New Rulemaking Committee Could Expand Drone Uses for Utilities and Other Industries
On February 24, 2016, the Federal Aviation Administration announced the establishment of a new Aviation Rulemaking Committee (ARC) to develop performance-based recommended standards and requirements for the operation of micro unmanned aircraft systems (UAS) in the National Airspace System. As previously defined in the Notice of Proposed Rulemaking (NPRM) for the Operation and Certification of Small Unmanned Aircraft Systems, a micro UAS is an unmanned aircraft that weighs no more than 4.4 pounds (2 kg) and is constructed of frangible materials “that break, distort, or yield on impact so as to present a minimal hazard to any person or object.” The micro UAS ARC is to include members representing a diverse set of aviation stakeholders with emphasis on individuals with knowledge of small UAS design, manufacturing, and operations, data collection, safety, sensors, and testing. The micro UAS ARC is to develop and submit its recommendations to the FAA by April 1, 2016, which recommendations will then be considered in the possible development of a future NPRM focused on micro UAS classification and operations.
Why is the development of interest to utilities? First, the defining characteristics of micro UAS could include many inexpensive but capable small drones presently available on the retail market. This could enable utilities to more readily deploy UAS technology and begin gaining experience with it in a variety of applications. Second, one of the key issues the ARC will focus on is the development of standards and operating parameters that could allow micro UAS to be operated over people who are not directly involved in the UAS operation.
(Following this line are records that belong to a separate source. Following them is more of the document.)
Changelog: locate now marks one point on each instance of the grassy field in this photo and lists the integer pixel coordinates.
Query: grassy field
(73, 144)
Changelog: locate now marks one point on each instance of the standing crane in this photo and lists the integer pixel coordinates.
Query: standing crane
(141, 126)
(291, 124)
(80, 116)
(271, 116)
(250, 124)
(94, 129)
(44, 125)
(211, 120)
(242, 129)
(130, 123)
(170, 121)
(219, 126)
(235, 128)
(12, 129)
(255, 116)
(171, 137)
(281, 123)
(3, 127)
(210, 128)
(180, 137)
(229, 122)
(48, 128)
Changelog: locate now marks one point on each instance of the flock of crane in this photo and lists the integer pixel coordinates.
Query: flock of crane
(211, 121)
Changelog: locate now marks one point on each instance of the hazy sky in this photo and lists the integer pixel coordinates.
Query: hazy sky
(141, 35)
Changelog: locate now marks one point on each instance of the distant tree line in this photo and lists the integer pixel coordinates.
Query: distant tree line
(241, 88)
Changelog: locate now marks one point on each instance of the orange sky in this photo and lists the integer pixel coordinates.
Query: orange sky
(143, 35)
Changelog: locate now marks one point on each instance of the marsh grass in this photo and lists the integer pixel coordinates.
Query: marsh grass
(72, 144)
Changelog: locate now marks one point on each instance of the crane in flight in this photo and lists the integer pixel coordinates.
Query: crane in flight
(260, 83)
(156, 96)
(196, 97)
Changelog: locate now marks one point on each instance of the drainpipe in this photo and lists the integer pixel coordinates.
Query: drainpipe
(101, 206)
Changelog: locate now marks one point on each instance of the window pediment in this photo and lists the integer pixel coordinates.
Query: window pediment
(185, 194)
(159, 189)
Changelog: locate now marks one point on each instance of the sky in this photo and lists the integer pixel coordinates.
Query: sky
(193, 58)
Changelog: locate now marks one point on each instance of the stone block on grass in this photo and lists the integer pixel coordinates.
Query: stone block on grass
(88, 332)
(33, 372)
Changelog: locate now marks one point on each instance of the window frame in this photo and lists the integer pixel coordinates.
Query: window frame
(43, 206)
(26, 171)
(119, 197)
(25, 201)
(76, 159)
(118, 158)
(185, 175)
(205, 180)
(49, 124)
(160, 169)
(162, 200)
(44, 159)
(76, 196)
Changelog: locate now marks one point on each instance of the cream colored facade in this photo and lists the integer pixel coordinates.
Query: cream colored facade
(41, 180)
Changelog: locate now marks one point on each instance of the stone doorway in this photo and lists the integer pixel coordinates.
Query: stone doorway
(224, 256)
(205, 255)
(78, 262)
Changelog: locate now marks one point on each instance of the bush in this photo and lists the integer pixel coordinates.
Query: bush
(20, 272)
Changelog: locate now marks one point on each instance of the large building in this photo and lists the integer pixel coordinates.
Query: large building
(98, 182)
Most utilities currently operating small UAS do so pursuant to Section 333 Exemptions that require operations be conducted at least 500 feet from all nonparticipating persons, vessels, vehicles, and structures unless certain precautions are taken. This restriction can limit utilities’ ability to operate small UAS in some areas, such as over residential neighborhoods for post-storm damage assessments or for routine inspections of utility infrastructure located in densely developed areas. A utility will still need to confine its UAS operations to above private or controlled access property where it has permission from the property owner, another typical Section 333 Exemption requirement; however, the ARC’s recommendations could allow utilities to deploy micro UAS along transmission and distribution line easements and fly within 500 feet of persons not involved in the operation.
These potential improvements resulting from the work of the micro UAS ARC do not address the operation of larger UAS that would be required for long distance utility applications, or the current restriction prohibiting beyond visual line of sight operations. Furthermore, the initial list of invited members of the micro UAS ARC does not include any representatives from the utility or energy sectors, but does include other small UAS users such as Google and various agriculture, real estate, and news media interests which could also benefit from these changes. Nevertheless, while the interests of the utility and energy sectors are not directly represented on the ARC, there is reason for optimism that the micro UAS ARC’s recommendations and potential future rule changes will open the door for an expanded number of beneficial, short range drones uses by utility and energy companies.